Before I start my statistics investigating, I will need to collect the following data from the datasheet - the height and weight ratio in boys and girls in all year groups. I will be able to find and access this information from a datasheet in which all the data from Mayfield High School are entered, provided by Edexcel. I have chosen this source because there are a variety of year groups between boys and girls and therefore a wide variety of height to weight ratios. I know this data is reliable because it is a actual school provided by Edexcel. However, I cannot be sure that this source is completely reliable because there could be either missing data or incorrect data.
For my coursework I will need to collect a sample of size of 10 percent of the population. I will ensure that my sample is fair by using stratified sampling, in which one in which the population is divided into groups called strata and each strata is randomly sampled using random sampling. I have chose to do this because then I can ensure that there a fair chance of anyone of the people at Mayfield High School will get a even chance of being chosen and also so that numbers in each part of the sample are in the same proportion and each strata of the entire population.
To start of with I will find how many people there are in 10 percent of 1183 by dividing 1183 by 100 and then multiplying it by 10 to give me a total number of 118.3, by because I can’t investigate 0.3 of a person I will round down to 118. To then find how many boys and girls I will investigate in each year group I will take firstly the number of boys in each year group and divide it by 1183, which is the total number of pupils and then multiplying it to 118, which is the total number of pupil I will investigate in my coursework. I will then continue to do this with all boys and girls in each year. Once I know the number of boys and girls I will investigate in each year I will then use random sampling with RAN# button on the calculator to select which of the boys and girls in each year group I will take the data of.
1183 ÷ 100 * 10 = 118.3 ←I cannot investigate 0.3 of a person so I will round down to get 118
Year 7 boys = 151 ÷ 1183 * 118 = 15 boys
Year 7 girls = 131 ÷ 1183 * 118 = 13 girls
Year 8 boys = 145 ÷ 1183 * 118 = 14.4 so 14 boys
Year 8 girls = 125 ÷ 1183 * 118 = 12.4 so 12 girls
Year 9 boys = 118 ÷ 1183 * 118 = 11.7 so 12 boys
Year 9 girls = 143 ÷ 1183 * 118 = 14.2 so 14 girls
Year 10 boys = 106 ÷ 1183 * 118 = 10.5 so 11 boys
Year 10 girls = 94 ÷ 1183 * 118 = 9.3 so 9 girls
Year 11 boys = 84 ÷ 1183 * 118 = 8.5 so 9 boys
Year 11 girls = 86 ÷ 1183 * 118 = 8.5 so 9 girls
Total number of people in sample = 118 people
Once I have sampled my data I will then use it to compare how year group or gender affects the height to weight ratio in boys and girls in the school. Before I start my coursework I can foresee the following problems – there might be anomalies in the data in which I will then re-sample, when I am calculating how many people I will sample I might not always get a whole number and so I will either round up or down when appropriate.
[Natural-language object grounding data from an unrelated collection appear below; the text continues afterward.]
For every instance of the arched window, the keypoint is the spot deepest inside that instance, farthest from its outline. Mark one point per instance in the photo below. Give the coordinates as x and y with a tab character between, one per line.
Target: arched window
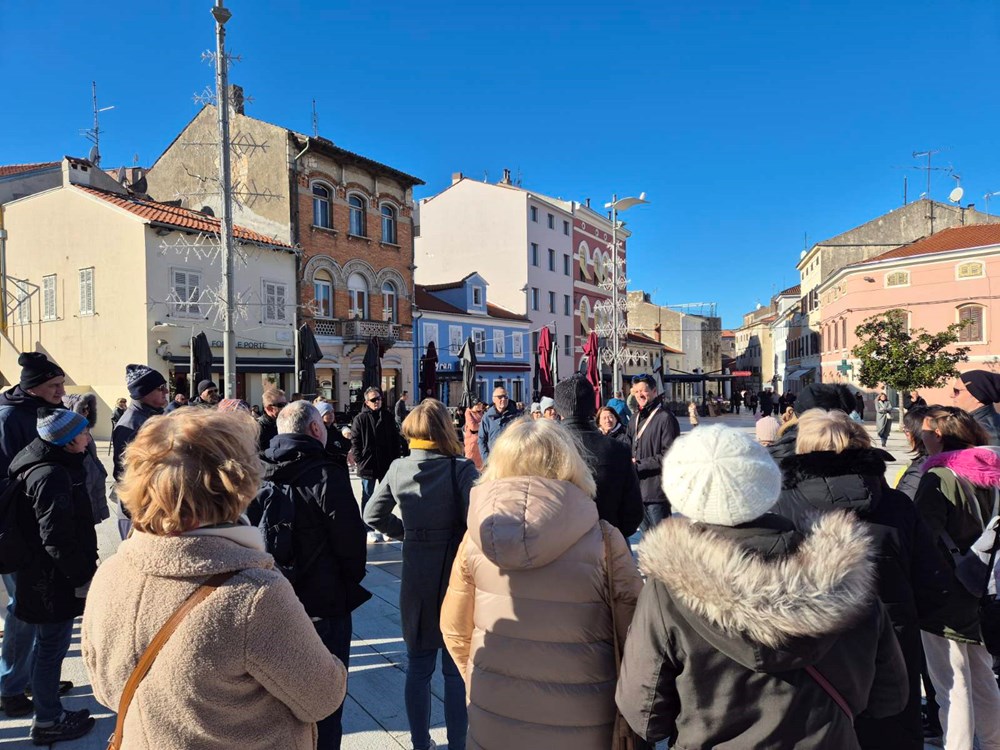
357	294
359	221
389	311
323	294
321	205
973	330
388	224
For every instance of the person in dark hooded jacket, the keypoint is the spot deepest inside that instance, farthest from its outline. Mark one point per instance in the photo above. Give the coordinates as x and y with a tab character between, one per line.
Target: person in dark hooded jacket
813	396
836	468
619	501
327	534
51	588
85	405
743	617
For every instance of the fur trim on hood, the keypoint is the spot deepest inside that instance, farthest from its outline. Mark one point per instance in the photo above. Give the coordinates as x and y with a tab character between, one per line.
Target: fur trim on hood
862	461
980	465
822	588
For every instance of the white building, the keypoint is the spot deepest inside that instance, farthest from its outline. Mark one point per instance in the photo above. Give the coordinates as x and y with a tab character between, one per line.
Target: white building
102	278
520	240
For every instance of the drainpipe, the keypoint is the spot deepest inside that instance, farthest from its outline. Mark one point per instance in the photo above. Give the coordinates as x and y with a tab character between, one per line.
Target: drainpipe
3	275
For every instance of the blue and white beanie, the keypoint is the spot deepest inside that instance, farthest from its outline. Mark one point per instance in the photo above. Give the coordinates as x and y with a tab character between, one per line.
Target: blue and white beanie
142	380
59	426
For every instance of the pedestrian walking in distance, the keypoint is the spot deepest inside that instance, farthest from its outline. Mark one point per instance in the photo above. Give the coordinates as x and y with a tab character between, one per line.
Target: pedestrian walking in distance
836	468
750	633
528	615
957	497
59	531
245	668
431	486
883	418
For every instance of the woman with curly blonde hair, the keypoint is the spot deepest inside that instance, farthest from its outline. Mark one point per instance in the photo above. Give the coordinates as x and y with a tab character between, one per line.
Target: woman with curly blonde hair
188	478
528	614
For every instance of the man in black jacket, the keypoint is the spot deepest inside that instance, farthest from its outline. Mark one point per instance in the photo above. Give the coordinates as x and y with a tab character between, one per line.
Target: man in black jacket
42	384
51	587
652	432
274	401
619	501
376	444
327	534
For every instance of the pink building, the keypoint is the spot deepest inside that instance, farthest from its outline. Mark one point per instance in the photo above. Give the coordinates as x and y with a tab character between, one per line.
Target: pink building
948	277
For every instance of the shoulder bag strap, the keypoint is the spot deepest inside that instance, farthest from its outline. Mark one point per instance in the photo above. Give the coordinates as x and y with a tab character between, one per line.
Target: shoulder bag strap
161	637
830	690
611	595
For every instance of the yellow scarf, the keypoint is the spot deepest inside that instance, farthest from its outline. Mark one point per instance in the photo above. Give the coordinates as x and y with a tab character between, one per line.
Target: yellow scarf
423	445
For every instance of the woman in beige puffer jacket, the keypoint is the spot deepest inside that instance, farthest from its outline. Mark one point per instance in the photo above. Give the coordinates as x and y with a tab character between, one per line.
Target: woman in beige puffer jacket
527	617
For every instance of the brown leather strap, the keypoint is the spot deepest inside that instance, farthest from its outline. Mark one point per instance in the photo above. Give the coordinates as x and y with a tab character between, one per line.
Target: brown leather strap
161	637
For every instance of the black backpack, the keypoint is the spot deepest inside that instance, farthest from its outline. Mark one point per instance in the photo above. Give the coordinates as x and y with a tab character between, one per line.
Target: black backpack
15	550
276	506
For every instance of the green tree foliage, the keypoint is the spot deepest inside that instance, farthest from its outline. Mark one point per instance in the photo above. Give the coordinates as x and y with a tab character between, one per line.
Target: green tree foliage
903	358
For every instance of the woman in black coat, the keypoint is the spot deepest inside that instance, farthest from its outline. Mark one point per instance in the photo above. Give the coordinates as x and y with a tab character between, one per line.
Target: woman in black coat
835	468
51	586
431	487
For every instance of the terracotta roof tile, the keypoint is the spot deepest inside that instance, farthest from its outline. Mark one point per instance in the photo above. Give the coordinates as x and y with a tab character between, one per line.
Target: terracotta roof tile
175	216
12	169
956	238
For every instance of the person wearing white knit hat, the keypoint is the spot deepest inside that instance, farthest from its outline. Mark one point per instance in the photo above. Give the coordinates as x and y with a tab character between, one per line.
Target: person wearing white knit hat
749	629
718	475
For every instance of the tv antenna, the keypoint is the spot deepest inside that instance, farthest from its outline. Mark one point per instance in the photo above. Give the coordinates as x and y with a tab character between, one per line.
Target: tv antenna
94	134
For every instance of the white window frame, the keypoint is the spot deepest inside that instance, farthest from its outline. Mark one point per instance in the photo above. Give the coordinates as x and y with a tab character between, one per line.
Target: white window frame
321	201
390	307
517	345
890	274
391	237
279	306
455	339
326	284
429	333
87	302
353	210
960	266
50	288
982	322
186	305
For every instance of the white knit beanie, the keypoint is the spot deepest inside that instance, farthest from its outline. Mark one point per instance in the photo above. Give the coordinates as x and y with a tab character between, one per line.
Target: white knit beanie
718	475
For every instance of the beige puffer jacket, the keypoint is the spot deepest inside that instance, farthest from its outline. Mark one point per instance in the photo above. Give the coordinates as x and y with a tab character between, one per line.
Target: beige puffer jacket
527	617
245	669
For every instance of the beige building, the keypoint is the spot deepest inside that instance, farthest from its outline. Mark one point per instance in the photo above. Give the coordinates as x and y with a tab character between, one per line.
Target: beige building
101	278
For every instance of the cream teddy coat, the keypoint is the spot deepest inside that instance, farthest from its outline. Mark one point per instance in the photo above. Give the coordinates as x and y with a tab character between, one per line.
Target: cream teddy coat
245	669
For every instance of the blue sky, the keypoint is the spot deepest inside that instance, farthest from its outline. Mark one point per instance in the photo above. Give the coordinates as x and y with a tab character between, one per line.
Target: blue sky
748	124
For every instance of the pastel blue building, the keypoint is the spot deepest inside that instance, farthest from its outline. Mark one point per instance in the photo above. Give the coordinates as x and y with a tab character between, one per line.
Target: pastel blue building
448	314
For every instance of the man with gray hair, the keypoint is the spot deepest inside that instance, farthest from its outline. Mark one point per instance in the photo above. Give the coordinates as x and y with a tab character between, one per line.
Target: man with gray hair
376	443
328	536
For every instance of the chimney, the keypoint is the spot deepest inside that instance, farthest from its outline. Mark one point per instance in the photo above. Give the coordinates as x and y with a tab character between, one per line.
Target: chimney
236	98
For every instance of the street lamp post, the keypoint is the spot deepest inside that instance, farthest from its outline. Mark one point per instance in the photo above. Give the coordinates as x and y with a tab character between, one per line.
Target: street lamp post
617	302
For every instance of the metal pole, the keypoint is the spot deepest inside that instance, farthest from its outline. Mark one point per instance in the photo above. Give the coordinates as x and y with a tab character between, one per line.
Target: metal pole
615	343
222	15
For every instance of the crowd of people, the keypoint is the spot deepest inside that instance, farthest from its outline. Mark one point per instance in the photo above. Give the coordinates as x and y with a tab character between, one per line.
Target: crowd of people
785	595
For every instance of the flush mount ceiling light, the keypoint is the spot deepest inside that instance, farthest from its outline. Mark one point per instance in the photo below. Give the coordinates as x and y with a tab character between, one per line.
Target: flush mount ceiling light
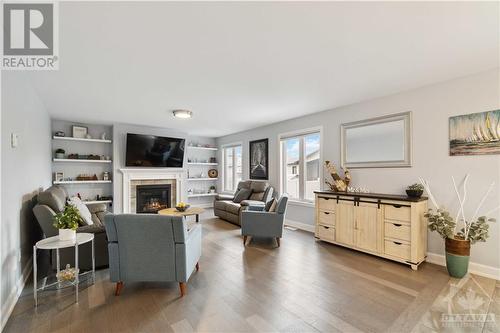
185	114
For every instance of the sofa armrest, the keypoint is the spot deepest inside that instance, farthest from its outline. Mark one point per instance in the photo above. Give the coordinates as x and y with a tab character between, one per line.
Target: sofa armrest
226	197
97	207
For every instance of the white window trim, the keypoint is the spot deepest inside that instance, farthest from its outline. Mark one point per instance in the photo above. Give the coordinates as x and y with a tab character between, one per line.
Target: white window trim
223	164
301	132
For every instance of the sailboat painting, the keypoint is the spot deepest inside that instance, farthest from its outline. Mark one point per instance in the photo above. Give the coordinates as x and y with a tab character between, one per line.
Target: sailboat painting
475	134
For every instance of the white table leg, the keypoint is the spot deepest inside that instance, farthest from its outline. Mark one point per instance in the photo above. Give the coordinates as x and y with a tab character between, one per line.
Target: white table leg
58	268
93	262
77	277
35	295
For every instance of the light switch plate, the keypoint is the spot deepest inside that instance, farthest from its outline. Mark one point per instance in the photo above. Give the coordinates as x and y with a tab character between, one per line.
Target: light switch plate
14	140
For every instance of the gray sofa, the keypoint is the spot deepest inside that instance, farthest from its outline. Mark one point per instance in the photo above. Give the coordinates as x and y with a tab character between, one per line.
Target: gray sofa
151	247
52	201
260	223
227	209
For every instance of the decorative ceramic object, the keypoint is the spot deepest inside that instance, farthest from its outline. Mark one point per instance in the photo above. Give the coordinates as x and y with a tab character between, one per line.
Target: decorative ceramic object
213	173
458	241
339	184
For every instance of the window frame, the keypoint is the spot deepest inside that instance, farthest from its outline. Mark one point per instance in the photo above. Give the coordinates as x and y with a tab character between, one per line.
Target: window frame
301	134
232	146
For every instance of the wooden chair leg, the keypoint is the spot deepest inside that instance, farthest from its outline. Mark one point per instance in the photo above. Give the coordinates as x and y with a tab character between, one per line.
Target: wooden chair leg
119	287
183	287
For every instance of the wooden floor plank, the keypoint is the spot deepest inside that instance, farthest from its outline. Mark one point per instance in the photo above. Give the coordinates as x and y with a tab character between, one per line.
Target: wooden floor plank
302	286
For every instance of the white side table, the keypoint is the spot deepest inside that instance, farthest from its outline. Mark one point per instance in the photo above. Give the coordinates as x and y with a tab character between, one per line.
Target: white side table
53	243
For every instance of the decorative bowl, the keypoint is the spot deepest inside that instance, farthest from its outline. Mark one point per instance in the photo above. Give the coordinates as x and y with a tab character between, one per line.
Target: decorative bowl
182	209
414	193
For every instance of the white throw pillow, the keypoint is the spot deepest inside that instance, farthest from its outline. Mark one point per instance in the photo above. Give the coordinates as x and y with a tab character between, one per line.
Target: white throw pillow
82	209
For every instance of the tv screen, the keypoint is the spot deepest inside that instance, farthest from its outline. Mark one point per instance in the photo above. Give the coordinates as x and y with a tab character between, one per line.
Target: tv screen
154	151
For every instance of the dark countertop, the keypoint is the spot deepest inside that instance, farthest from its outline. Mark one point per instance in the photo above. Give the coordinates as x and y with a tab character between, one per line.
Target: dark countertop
375	196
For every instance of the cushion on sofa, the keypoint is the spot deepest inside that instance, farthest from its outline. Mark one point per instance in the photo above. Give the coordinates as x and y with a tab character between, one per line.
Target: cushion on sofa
54	198
221	205
242	194
233	208
259	186
257	196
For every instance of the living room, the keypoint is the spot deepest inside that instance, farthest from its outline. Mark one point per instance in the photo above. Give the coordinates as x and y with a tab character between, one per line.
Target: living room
224	158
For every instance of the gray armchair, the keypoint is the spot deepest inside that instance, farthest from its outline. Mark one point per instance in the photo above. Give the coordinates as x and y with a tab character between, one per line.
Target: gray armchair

Before I start my statistics coursework I will firstly take a pre-sample of about 30 people. This is to test whether my hypothesis is worth investigation or not. For this I will use stratified random sampling as I have stated before. To do I will firstly have to find out how many boys and girls I will need to take the information of in each year. I will then use the Ran# button on the calculator to select which of the boys and girls in each year I will use. Here are the calculations I will do in order to get a sample size of 30 people.
Year 7 boys = 151 ÷ 1183 * 30 = 4
Year 7 girls = 131 ÷ 1183 * 30 = 3
Year 8 boys = 145 ÷ 1183 * 30 = 4
Year 8 girls = 124 ÷ 1183 * 30 = 3
Year 9 boys = 118 ÷ 1183 * 30 = 3
Year 9 girls = 143 ÷ 1183 * 30 = 4
Year 10 boys = 106 ÷ 1183 * 30 = 3
Year 10 girls = 94 ÷ 1183 * 30 = 2
Year 11 boys = 84 ÷ 1183 * 30 = 2
Year 11 girls = 86 ÷ 1183 * 30 = 2
Total of sample= 30 people
Once I have got my sample I will perform the following calculations – averages (mean, median, mode, etc), standard deviation, correlation coefficient and upper and lower quartile. These calculations will hopefully be useful as they will allow me to see clearly the correlation between the height in height to weight ratio and weight in height to weight ratio. The calculations I have chosen will also allow me to compare the data later on. I will also the information in the following diagrams – scatter graphs, cumulative frequency graphs, histograms, and box plots. My calculations and diagrams will enable me to see the correlation in the height and weight in height to weight ratio and also they will allow me to compare how year group or gender will affect it.